その過程で 愛媛大・モンゴル共同チームが、従来は製鉄技術がないと思われてきた中央アジアの遊牧の民「匈奴」の製鉄炉跡をモンゴル国内で発見・発掘した。ビッグニュースである。
紀元前3世紀から紀元1世紀にかけて ユーラシア大陸の中央モンゴル高原に起こった遊牧の騎馬民族「匈奴」。
当時中国は「秦」「漢」の時代、この匈奴の侵入を防ぐため、万里の長城を築き、当時の先端技術ですでに大量量産の製鉄技術を確立していた「漢」はこの技術がほかに流出せぬよう、鉄官などを置き、厳しく国家統制していた(溶融鉄還元間接法)。

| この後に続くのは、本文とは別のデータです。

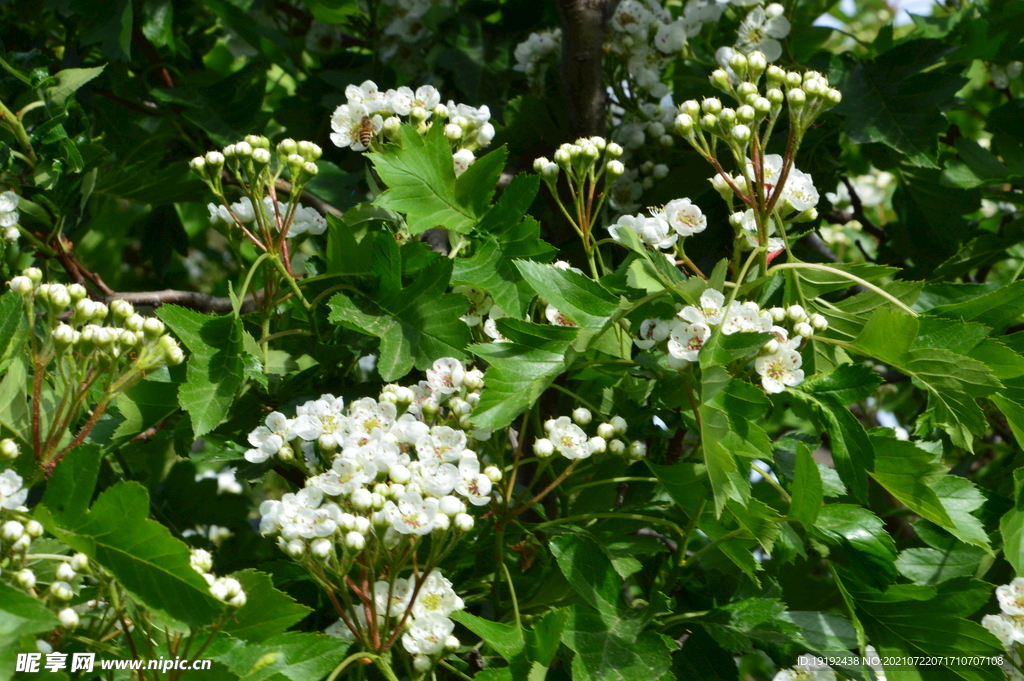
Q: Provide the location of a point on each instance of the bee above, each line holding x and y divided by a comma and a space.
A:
367, 131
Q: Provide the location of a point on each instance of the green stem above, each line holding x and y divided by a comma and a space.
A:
852, 278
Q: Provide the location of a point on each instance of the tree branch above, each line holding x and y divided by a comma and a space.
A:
584, 24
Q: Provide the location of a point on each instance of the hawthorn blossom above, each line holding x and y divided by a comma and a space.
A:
779, 370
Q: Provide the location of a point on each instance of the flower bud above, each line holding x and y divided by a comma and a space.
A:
582, 416
638, 450
756, 65
66, 572
68, 619
287, 146
11, 530
26, 579
22, 286
355, 541
361, 499
463, 522
684, 125
321, 548
198, 166
214, 162
619, 423
61, 591
153, 328
720, 80
712, 105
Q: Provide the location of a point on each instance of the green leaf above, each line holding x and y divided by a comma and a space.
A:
420, 177
293, 655
506, 236
888, 100
908, 473
610, 645
928, 622
579, 297
215, 368
67, 83
521, 370
807, 493
143, 556
416, 325
267, 611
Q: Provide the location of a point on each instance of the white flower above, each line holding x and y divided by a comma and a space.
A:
368, 95
392, 600
686, 340
268, 439
632, 16
672, 37
779, 370
760, 30
11, 494
557, 317
568, 438
412, 514
685, 217
654, 231
473, 484
427, 635
445, 376
436, 598
1011, 597
347, 122
462, 159
651, 332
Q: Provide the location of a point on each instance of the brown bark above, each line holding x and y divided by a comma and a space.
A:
584, 26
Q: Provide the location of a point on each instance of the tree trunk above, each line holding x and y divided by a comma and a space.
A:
584, 25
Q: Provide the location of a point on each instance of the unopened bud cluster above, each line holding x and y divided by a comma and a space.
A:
777, 363
81, 329
568, 437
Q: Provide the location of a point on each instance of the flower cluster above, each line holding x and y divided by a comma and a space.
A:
660, 228
566, 436
9, 215
225, 589
536, 54
387, 473
109, 336
257, 171
778, 363
1008, 626
369, 113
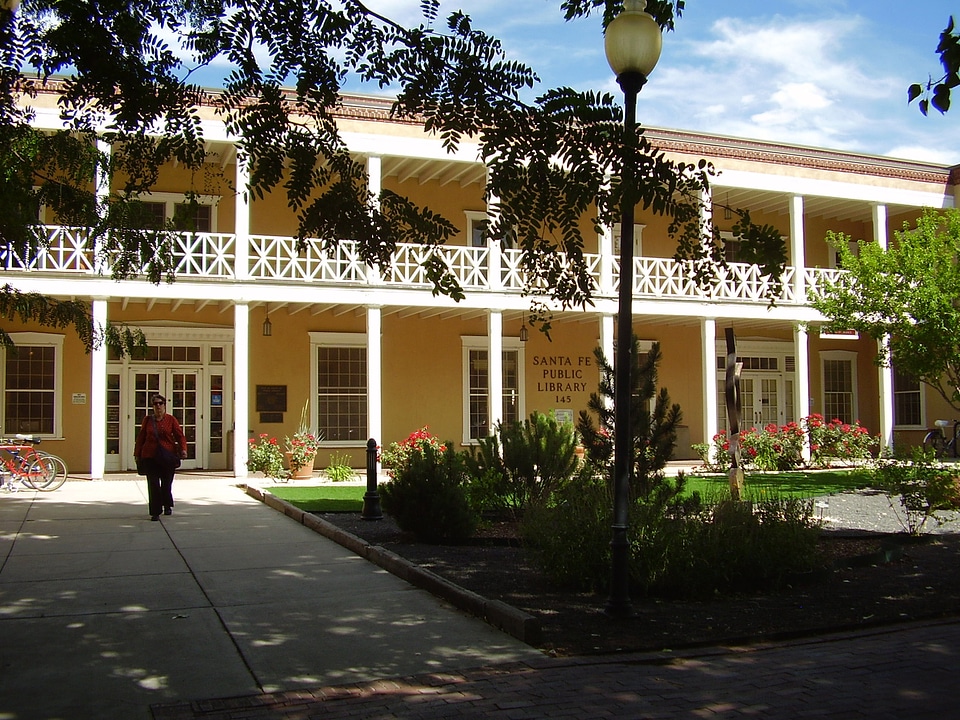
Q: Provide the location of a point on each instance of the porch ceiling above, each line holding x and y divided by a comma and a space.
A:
778, 203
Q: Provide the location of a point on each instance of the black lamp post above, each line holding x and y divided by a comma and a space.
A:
632, 43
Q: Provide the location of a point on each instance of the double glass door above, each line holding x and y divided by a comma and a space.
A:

匈奴が南の中国と対峙する一方、ユーラシア大陸の西では 匈奴の侵入を発端とするヨーロッパの民族大移動が起こっている。
この「匈奴」の爆発的エネルギーの根源は騎馬民族の「略奪」に支えられていると考えられていたが、今回の発見・発掘で≪匈奴が独自の製鉄技術を有していた≫ことが、次第に明らかになってきた。

また、愛媛大が進めてきた中央アジアでの数々の共同調査で、紀元前12世紀ごろヒッタイトが発明した製鉄技術がユーラシア大陸を東伝して、
早くからインド・中国に伝わったばかりでなく、黒海・カスピ海の北岸からユーラシア大陸中央の草原を通って、西シベリアやモンゴルにまで伝わっていることが明らかになり、古くからユーラシア大陸の東西をつなぐ、金属器・鉄器文化伝播草原の道≪Metal Road & Iron Road≫があったということも次第にあきらかになってきたという。
. ---- 村上恭通愛媛大教授「鉄と匈奴」シンポ 基調講演より

この「匈奴」の時代 日本は弥生時代で鉄器時代には入ったものの、
まだ 製鉄技術はなく、中国大陸から「鋳造鉄斧」などの鉄器が使われだした時代である。
その後 移入鉄器や素材にして鍛冶加工して鉄器作りが進むが、日本で製鉄が始まるのは5世紀後半。


しかも、中国の先端技術であった溶融鉄還元間接法が広く行き渡っている東アジアの中で、大陸・朝鮮半島と広く交流があったにもかかわらず、唯一ヒッタイトの鉄からつながる塊錬鉄直接製鉄法である≪たたら製鉄≫が始まる。
なぜ、効率よく量産できる溶融鉄還元間接法でなく、塊錬鉄直接製鉄法が伝わり、その後長くこのたたら製鉄が行われ続けたのか???


東アジアで塊錬鉄直接製鉄法が消えてゆく紀元前2世紀の漢の時代から5世紀にかけて、
この塊錬鉄直接製鉄法を受けついできた地域がきっとどこかにあるはずと。
いまだにこのたたら製鉄の伝来ルートは謎のままである。


ところが、中国では溶融還元間接法での量産製鉄をすでに始めていた紀元前3世紀から紀元1世紀にかけての匈奴の時代に、製鉄技術を持たぬと思われていた「匈奴」は塊錬鉄製鉄法で鉄を作り、世界を駆け巡っていた。
この「匈奴」の時代 そんな塊錬鉄の製鉄技術の痕跡がユーラシア大陸中央の草原に点々とあり、モンゴル・西シベリヤやバイカル湖周辺にも及んでいるという。


ユーラシア大陸の東西を結ぶ金属器&鉄器文化東伝 草原の道≪Metal Road & Iron Road≫が信憑性をもって語られている。
もう少しで、中国を経ずとも東アジアの日本海沿岸につながるのでは・・・・と期待が膨らむ。